Kayıt Ol

Hikayede Dil

Çevrimdışı Optik

  • **
  • 53
  • Rom: 0
    • Profili Görüntüle
Hikayede Dil
« : 21 Temmuz 2013, 22:53:30 »
Merhaba.

Hikaye yazarken kullanacağım dil biraz beni endişeye sokuyor. Çok eşsiz bir dille yazmıyorum. Basit cümleler hakim oluyor. Bu da hikayemin değerini etkileyip etkilemediğini kafa yormama neden oldu.

Sizce hikayede dil, bakış açısı nasıl olmalı?

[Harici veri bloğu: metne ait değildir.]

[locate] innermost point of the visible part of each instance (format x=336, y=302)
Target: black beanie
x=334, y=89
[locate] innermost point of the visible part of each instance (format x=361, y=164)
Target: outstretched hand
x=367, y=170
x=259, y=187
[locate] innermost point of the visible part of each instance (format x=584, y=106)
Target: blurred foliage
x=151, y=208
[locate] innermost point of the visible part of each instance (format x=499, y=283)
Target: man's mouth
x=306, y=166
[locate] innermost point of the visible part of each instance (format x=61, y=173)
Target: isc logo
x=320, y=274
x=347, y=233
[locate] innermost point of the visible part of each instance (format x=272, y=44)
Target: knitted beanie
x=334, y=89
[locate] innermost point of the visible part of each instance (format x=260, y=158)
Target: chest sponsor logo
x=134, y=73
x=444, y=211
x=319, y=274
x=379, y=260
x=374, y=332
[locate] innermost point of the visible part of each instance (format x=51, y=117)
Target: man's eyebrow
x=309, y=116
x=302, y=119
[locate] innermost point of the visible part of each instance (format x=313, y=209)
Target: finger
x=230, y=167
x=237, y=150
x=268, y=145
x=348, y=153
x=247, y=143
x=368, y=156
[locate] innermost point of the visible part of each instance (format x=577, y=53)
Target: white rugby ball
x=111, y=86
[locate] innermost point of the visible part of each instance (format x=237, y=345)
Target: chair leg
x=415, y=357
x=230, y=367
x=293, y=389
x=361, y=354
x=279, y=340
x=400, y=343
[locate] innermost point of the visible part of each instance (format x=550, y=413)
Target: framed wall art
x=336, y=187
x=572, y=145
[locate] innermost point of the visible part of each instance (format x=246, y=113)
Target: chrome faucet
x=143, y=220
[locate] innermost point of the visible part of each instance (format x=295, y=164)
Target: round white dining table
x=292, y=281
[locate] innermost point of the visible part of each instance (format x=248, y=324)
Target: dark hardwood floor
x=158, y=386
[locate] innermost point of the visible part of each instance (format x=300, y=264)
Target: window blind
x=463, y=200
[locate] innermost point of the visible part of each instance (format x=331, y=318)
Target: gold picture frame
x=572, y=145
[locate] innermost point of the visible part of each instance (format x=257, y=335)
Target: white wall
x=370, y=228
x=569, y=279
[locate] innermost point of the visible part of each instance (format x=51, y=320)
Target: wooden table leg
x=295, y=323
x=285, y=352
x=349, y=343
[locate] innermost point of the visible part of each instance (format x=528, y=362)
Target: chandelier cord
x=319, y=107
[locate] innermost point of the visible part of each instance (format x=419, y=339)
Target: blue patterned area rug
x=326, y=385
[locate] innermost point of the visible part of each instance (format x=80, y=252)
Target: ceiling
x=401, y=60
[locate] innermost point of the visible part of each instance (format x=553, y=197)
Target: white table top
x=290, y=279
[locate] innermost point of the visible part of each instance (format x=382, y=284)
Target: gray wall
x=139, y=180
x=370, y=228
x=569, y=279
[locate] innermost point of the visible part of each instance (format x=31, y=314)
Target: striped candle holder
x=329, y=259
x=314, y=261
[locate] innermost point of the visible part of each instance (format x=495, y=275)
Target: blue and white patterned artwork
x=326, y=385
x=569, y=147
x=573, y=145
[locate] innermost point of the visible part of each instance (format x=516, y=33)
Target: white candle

Genelde Açlık Oyunları gibi karakterin anlattığı hikayeler yazıyorum. Yeni hikayemde Harry Potter gibi yazdım. Bu da beni bu konuda düşündürdü.

Çevrimdışı DarLy OpuS

  • ********
  • 2766
  • Rom: 35
  • Dansımız Marşandiz
    • Profili Görüntüle
    • Uykusuzluk Kulesi
Ynt: Hikayede Dil
« Yanıtla #1 : 22 Temmuz 2013, 01:57:48 »
Barış Bıçakçı okumanızı öneririm. Basit cümlelerin hakimiyetinin insana nasıl tokatlar atabileceğini görmüş olursunuz böylece. Dilin kullanımı açısından büyük bir derstir kendisinin kitapları.

Ynt: Hikayede Dil
« Yanıtla #2 : 20 Aralık 2013, 14:38:16 »
Ben derim ki farklı farklı türler ve yazarlar okuyun. Bu sizi sadece dil konusunda değil diğer bir çok konuda da geliştirecektir.Bir tavsiye daha; örneğin bir hikayenizi yazdıktan sonra kurduğunuz cümleler üzerine biraz düşünün. Bunu nasıl başka bir şekilde ifade edebilirim ya da bunu ifade ederken acaba gereksiz bir kelime kullanmış mıyım? Gereksiz kelime varsa da düşünmeden silin. Yararı olacaktır :)
"Geçmişini doldur ki geleceğini inşa edebilesin."

Çevrimdışı Erymnys

  • ***
  • 496
  • Rom: 8
  • PKBL
    • Profili Görüntüle
    • Erymnys
Ynt: Hikayede Dil
« Yanıtla #3 : 20 Aralık 2013, 20:49:45 »
Önemli olan cümlelerin karmaşıklığı değildir bence. Yeri geldi 13 sayfalık cümle de okudum ama bu okuduğum kitabı muhteşem yapmadı benim gözümde. Asıl olay bence özgün bir tarz yaratabilmek. Bu da ancak yazarak olur.
Ayrıca eğer basit cümleler yazını kötü yapsaydı koskoca bir İskandinav Edebiyatı bugün kötü bir edebiyat sayılacaktı. :D
Elleri kalem tutanlara bu kadar düşman varken biz çok acı çekeriz daha, çok ölürüz kan kaybından!..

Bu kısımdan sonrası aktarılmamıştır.